The Supreme Court has decided to hear a case that has been making its way up the judicial food chain. The case, Township of Mount Holly v. Mount Holly Gardens Citizens in Action, 11-1507 concerns whether people must prove they were the victims of intentional racial discrimination or whether “disparate impact” is an acceptable criteria for housing discrimination cases. AP News and Businessweek have coverage of the case and its implications for communities of color and the housing and financial services industry. ProPublica has been following this story for some time so read this piece to get more of the backstory.

Public Benefits

There’s been a lot of attention this week to the House’s Farm Bill which unexpectedly failed on Thursday in a 234 to 195 vote. As Ron Nixon for the New York Times puts it, the proposed cuts to the Supplemental Nutrition Assistance Program (SNAP) that represented a key component of the bill were “divisive.” Democratic lawmakers have said the cuts to SNAP are too deep, while primarily Republican lawmakers said they were not deep enough. The Asset Building Program’s Aleta Sprague wrote an op-ed this week in Roll Call outlining one particularly problematic portion of the bill: it would force states to reinstate asset limits in their SNAP programs. Asset limits discourages the savings of lower-income people and, as CFED’s piece for The Hill points out, are more informed by sensational stories than what’s most effective. Monica Potts looked at the growth of low-wage work in Kansas City and made the connection between the ineffectiveness of asset limits and people’s struggles to use public benefits as tools to get out of poverty. Greg Kaufmann for The Nation pointed out that what’s been missing from the entire SNAP conversation is a clear understanding of the dynamics of hunger in America and how SNAP is an effective anti-hunger tool.

Racial and Economic Equality

A new report from Economic Policy Institute looks at the unfinished social and racial justice goals of the 1963 March on Washington for Jobs and Freedom, at which Martin Luther King Jr. delivered his famous “I Have a Dream” speech. The report finds that “the hard economic goals of the march, critical to transforming the life opportunities of African Americans, were not fully achieved.” Ta-Nehisi Coates for The Atlantic has been delving into the Moynihan Report, a 1960s research document which has had a profound impact on shaping public opinion and policy around the structure of black families, the persistence of intergenerational poverty in the black community, and the role of government in each of these. Coates' analysis, prompted in part by the release of a report from the Urban Institute that revisits Moynihan’s work, is thoughtful and nuanced.

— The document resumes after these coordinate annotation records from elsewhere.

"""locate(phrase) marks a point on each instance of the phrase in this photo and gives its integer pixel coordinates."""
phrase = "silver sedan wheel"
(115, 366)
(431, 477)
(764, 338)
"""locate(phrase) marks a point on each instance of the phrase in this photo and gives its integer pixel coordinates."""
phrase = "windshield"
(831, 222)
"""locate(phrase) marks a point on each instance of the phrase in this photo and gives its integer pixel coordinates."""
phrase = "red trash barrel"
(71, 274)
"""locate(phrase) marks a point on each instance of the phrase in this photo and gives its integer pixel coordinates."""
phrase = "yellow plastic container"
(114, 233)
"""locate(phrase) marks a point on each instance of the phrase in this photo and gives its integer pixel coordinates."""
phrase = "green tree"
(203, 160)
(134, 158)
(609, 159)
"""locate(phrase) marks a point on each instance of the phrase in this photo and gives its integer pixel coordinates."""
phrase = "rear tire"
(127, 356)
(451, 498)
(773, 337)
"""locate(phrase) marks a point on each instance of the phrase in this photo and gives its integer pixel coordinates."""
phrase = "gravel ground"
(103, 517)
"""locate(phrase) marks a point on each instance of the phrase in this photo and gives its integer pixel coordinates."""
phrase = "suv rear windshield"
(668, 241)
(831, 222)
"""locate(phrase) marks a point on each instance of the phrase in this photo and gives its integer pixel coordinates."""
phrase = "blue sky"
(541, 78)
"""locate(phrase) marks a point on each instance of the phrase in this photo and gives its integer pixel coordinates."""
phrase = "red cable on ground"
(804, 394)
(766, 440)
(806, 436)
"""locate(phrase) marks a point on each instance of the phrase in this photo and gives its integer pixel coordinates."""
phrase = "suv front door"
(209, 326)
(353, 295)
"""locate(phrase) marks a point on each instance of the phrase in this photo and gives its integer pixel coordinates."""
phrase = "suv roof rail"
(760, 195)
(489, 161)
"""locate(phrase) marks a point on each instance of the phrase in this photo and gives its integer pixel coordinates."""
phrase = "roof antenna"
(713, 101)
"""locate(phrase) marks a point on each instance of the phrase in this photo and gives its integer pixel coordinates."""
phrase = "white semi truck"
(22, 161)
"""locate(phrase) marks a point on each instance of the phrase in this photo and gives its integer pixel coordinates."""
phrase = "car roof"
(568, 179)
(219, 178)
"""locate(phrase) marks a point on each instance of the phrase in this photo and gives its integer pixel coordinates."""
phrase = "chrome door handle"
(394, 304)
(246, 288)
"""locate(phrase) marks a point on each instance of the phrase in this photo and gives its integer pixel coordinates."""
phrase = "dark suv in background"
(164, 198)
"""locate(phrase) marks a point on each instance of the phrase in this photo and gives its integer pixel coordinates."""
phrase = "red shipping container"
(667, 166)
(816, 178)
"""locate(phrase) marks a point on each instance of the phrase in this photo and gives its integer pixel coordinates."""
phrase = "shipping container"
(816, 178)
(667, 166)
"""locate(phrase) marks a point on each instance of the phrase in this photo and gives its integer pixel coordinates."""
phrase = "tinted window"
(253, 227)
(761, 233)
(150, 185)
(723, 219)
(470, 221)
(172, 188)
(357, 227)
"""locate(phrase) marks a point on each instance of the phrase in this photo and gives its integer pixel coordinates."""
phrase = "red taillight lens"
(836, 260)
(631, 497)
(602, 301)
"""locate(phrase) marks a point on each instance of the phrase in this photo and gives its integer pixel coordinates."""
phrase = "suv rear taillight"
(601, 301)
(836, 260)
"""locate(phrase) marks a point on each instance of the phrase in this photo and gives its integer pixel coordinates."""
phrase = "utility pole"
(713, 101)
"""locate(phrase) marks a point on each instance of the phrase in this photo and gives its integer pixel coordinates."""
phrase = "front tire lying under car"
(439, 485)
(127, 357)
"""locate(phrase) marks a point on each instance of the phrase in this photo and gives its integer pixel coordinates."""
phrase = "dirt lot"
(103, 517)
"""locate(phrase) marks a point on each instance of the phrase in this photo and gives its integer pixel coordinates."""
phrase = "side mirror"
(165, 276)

Matt Bruenig crunched the numbers on upward economic mobility and college attendance and found that “you are 2.5x more likely to be a rich adult if you were born rich and never bothered to go to college than if you were born poor and, against all odds, went to college and graduated.” Matthew O’Brien at The Atlantic has more on this issue. NPR looks at a new study of black Americans perceptions of their financial situations and finds that while 50 percent of black Americans viewed their finances as “poor” or “not good,” 81 percent said they would one day attain the American dream – or already had.

Quick Hits

WAMU profiles a pair of teenagers who have just graduated from a local D.C. high school while parenting their daughter. They both participated in a school-based program for parents called New Heights and are headed to college this fall. Their teacher says, "They're just examples of what parents should be. We're gonna miss them, but they're going to go on to great things."

The Billfold featured an interesting essay by a person in their twenties who defaulted on their student loans. She chronicles both the financial and emotional aspects of the journey out of debt.

Bill O’Boyle for the Philadelphia Inquirer, Sarah Jaffe for In These Times, and Seth Freed Wessler for Colorlines reported this week on important wage- and payment-related issues affecting low-wage workers, particularly in the fast food industry.